I mean... yeah. In the meantime you haven't taken anything from that person; they are performing on a public street. On the contrary, similar to a packed restaurant, your presence might signal to others that there is something worth experiencing where you and your friends are crowded. This could in turn benefit the person you're crowded around by bringing more wallets within earshot. So you haven't actually given nothing, you've given your attention, and you've advertised for that person as if you were wearing a giant chicken suit spinning a sign and shouting, "Hey everyone, check out this person! Their music is good enough to attract a crowd!"

The fact that your friends in this scenario would weirdly shower you with expensive gifts after inviting them to watch a street musician perform doesn't negate the free advertising you've provided.


Yes, the performer would benefit from that attention. Maybe some of the people your presence brings around will tip them, etc.

The difference is that the existence of the performer is super obvious while in this case author and their work is hidden so author will not benefit in the same way.


> The difference is

Sure, that does differentiate the two scenarios. I was responding specifically to the first scenario.
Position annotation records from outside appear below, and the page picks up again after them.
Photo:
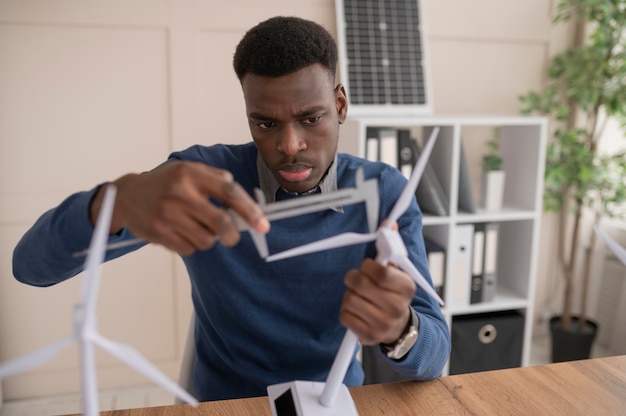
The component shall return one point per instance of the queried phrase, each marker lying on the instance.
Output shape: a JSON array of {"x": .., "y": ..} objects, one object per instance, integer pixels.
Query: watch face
[{"x": 404, "y": 344}]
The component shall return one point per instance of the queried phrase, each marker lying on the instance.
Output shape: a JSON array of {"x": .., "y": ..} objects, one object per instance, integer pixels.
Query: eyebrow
[{"x": 301, "y": 114}]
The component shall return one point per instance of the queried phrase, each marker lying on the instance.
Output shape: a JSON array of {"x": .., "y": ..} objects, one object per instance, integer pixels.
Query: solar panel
[{"x": 382, "y": 56}]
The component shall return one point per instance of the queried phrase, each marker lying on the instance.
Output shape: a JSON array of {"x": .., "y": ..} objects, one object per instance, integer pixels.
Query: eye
[
  {"x": 312, "y": 120},
  {"x": 265, "y": 125}
]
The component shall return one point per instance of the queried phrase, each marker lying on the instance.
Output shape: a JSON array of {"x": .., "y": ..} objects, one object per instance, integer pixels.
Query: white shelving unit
[{"x": 522, "y": 145}]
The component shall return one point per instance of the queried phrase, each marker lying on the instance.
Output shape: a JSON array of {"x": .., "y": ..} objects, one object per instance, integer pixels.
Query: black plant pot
[{"x": 572, "y": 344}]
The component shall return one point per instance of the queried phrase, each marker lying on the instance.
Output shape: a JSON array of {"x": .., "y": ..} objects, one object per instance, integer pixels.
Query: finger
[{"x": 220, "y": 184}]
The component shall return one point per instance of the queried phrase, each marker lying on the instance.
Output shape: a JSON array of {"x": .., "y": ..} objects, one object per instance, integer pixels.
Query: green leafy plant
[
  {"x": 492, "y": 160},
  {"x": 586, "y": 87}
]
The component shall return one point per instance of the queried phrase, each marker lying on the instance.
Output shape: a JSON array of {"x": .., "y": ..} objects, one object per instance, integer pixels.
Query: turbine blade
[
  {"x": 405, "y": 264},
  {"x": 134, "y": 359},
  {"x": 404, "y": 200},
  {"x": 340, "y": 240},
  {"x": 97, "y": 248},
  {"x": 34, "y": 359}
]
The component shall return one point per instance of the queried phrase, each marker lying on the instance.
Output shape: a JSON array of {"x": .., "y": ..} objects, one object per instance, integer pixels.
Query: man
[{"x": 260, "y": 323}]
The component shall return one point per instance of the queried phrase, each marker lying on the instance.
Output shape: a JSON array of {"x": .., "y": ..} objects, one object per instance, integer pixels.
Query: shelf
[{"x": 522, "y": 146}]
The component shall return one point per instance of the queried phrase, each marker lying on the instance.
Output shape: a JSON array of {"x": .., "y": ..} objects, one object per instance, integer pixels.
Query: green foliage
[
  {"x": 590, "y": 79},
  {"x": 492, "y": 160},
  {"x": 586, "y": 86}
]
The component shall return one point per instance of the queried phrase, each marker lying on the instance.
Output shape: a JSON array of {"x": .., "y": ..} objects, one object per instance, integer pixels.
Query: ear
[{"x": 341, "y": 102}]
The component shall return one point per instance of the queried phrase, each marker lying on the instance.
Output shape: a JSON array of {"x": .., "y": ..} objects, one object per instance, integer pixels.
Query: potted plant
[
  {"x": 493, "y": 174},
  {"x": 586, "y": 88}
]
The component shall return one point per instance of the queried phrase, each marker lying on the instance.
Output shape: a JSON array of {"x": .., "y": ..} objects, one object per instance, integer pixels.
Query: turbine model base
[{"x": 302, "y": 398}]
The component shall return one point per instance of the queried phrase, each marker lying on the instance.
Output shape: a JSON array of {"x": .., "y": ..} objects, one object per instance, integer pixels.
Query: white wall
[{"x": 92, "y": 90}]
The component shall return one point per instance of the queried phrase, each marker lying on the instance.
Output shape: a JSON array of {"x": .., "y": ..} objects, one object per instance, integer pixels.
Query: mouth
[{"x": 295, "y": 173}]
I have an arguably bad habit of responding only to specific points that people make in their arguments, while ignoring the rest of their argument until they address the unresolved point. In this case, someone tried to make a point about standing around street performers. I had something to say about it.


I see, I took it as objection to the bigger point, because many probably do the same if you want to avoid misunderstanding you can keep doing what you're doing just with a clarification that you have no strong opinion on the issue


The author is also hidden from anyone who would be authorizing payment. The only person involved who might know the author is the guy making the game, and they likely used what leverage they had on their own contract.


based on what I know about other engineers it's almost certain that no one used any leverage whatsoever and the only reason they even checked the license is because legal forced them


Not sure what analogy you are trying for here but that ain't it. Publishing an open source project is not the same as street performance.